Alors que l’on ne parle plus que de vaccin contre le Covid-19, la guerre entre laboratoires bat son plein, prenons le temps d’effectuer un retour sur l’épidémie foudroyante de méningite cérébro-spinale qui, en 1974, flambe au Brésil. Coup de chance, en France, l’institut Mérieux vient de développer un vaccin anti-méningite. Un pont aérien s’instaure alors entre La France et le Brésil pour acheminer les doses de vaccins produits nuit et jour par Mérieux.

Résultat : en 5 jours, 10 millions de personnes sont vaccinés à Sao Paulo vaccinés. En 6 mois, 90 millions de Brésiliens sont protégés.

C’était il y a 45 ans…

Cette histoire va révéler que le principal défi en terme de vaccination de masse est la coordination et la logistique. C’est de cette expérience que le docteur Charles Mérieux créera 10 ans plus tard la Bioforce, première école au monde de logistique humanitaire.

Il y a 10 ans exactement, j’avais interviewé Claude Lardy, l’une des plus proches collaboratrices de Charles Mérieux.

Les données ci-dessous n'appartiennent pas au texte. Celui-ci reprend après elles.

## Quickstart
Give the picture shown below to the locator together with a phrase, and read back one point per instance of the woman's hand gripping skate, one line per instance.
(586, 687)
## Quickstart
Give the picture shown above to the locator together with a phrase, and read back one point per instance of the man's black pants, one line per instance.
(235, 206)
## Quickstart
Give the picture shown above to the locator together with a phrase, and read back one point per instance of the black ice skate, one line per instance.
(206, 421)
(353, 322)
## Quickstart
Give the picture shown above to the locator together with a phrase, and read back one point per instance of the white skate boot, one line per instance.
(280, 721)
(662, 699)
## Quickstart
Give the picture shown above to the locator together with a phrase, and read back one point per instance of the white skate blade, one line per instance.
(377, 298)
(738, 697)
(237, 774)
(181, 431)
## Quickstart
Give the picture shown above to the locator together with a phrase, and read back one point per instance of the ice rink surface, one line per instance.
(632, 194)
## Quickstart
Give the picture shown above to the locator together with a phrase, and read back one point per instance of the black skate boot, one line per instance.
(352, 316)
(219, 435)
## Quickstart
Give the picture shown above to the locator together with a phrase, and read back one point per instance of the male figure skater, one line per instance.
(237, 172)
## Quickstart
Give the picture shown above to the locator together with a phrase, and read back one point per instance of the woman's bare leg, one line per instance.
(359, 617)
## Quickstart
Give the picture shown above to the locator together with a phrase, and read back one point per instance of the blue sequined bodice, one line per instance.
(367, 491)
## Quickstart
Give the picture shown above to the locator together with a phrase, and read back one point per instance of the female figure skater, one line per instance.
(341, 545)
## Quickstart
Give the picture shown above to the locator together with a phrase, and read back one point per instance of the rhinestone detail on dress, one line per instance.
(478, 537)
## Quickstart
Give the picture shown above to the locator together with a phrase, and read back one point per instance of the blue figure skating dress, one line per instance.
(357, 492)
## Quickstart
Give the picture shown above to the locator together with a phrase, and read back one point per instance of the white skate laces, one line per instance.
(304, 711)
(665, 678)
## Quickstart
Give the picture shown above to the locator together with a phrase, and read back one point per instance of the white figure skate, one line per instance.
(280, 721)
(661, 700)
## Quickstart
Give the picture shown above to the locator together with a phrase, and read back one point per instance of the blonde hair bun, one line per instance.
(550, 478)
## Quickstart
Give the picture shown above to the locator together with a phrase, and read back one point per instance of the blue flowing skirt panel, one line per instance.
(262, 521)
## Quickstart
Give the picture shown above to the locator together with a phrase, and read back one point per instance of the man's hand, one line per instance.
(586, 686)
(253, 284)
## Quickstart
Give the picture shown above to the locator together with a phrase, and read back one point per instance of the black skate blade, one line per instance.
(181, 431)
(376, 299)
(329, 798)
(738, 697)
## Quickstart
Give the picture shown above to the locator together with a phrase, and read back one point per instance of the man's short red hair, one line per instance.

Retour sur le Brésil de 1974.

En 1974, une épidémie foudroyante de méningite cérébrospinale frappe le Brésil. 4000 morts à São Paulo en quelques jours. Etrangement, la souche est de type A, de type africain. Elle est bien connue d’un médecin militaire français, grand épidémiologiste, coureur de brousse et pourfendeur de bureaucrates, Léon Lapeyssonnie (1915-2001). Fervent adepte du docteur Eugène Jamot (1876-1937), médecin colonial, vainqueur de la maladie du sommeil (Trypanosomiase) en Afrique Occidentale, Lapeyssonnie consacrera sa vie à la lutte contre la méningite, le choléra et la « trypano ».

Lapeyssonnie et Mérieux pour les « campagnes coup de poing »

C’est lui, Lapeyssonnie, qui, en 1963, décrira scientifiquement sur le terrain : la « ceinture de la méningite en Afrique».

A Lyon, le médecin pasteurien et industriel français, Charles Mérieux (1907-2001) se laisse convaincre par Lapeyssonnie de la nécessité de créer un vaccin. En quelques années, c’est chose faite. Les flambées épidémiques commencent à être circonscrites, particulièrement celles en lien avec les traditionnelles périodes de pèlerinages vers La Mecque. C’est dans ce contexte que surgit en 1974 au Brésil une épidémie de méningite de souche africaine.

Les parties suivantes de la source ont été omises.